The Corporation shall on the Redemption Date, redeem such Junior Preferred Stock by paying to such holder an amount equal to the Liquidation Amount at such place as may be specified on such notice. Such payment shall be made by delivery to such holder of a cheque payable in the amount of, or at the option of the Corporation, a demand note with a principal amount equal to the aggregate Liquidation Amount for the Junior Preferred Stocks to be redeemed. From and after the Redemption Date, the holder thereof shall not be entitled to exercise any of the rights of holders of Junior Preferred Stock in respect thereof unless payment of the Liquidation Amount is not made on the Redemption Date, in which case the rights of the holder of the Junior Preferred Stock shall remain unaffected until payment in full of the Liquidation Amount.

Section 10. Rank. The Junior Preferred Stock shall rank, with respect to the payment of dividends and the distribution of assets, junior to all series of any other class of the Corporation’s Preferred Stock.

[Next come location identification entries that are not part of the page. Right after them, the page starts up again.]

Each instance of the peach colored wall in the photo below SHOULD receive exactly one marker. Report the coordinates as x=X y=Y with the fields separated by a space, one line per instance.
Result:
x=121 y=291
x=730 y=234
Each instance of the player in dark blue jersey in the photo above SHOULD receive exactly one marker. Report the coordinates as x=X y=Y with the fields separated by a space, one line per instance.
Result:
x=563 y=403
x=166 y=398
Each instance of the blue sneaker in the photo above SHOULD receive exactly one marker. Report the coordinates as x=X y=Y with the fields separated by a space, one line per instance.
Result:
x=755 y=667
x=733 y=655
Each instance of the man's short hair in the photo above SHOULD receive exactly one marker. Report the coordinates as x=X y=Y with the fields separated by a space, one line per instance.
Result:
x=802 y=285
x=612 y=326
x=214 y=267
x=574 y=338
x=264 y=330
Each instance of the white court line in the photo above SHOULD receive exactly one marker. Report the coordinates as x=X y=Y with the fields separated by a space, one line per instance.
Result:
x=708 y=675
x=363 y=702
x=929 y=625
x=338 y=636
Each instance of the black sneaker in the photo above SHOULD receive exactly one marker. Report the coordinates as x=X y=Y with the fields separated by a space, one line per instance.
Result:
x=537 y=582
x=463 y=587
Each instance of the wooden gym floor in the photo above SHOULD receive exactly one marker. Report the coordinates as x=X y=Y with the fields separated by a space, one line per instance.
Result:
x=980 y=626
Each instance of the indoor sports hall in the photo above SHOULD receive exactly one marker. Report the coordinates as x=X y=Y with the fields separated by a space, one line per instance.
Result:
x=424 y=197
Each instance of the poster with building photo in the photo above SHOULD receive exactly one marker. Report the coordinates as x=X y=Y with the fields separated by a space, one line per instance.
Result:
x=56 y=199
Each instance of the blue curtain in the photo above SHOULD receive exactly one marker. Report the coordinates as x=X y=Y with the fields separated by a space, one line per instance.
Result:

Section 11. Amendment. The Certificate of Incorporation of the Corporation shall not be amended in any manner which would materially alter or change the powers, preferences or special rights of the Junior Preferred Stock so as to affect them adversely without the affirmative vote of the holders of at least two-thirds of the outstanding shares of Junior Preferred Stock, voting together as a single class.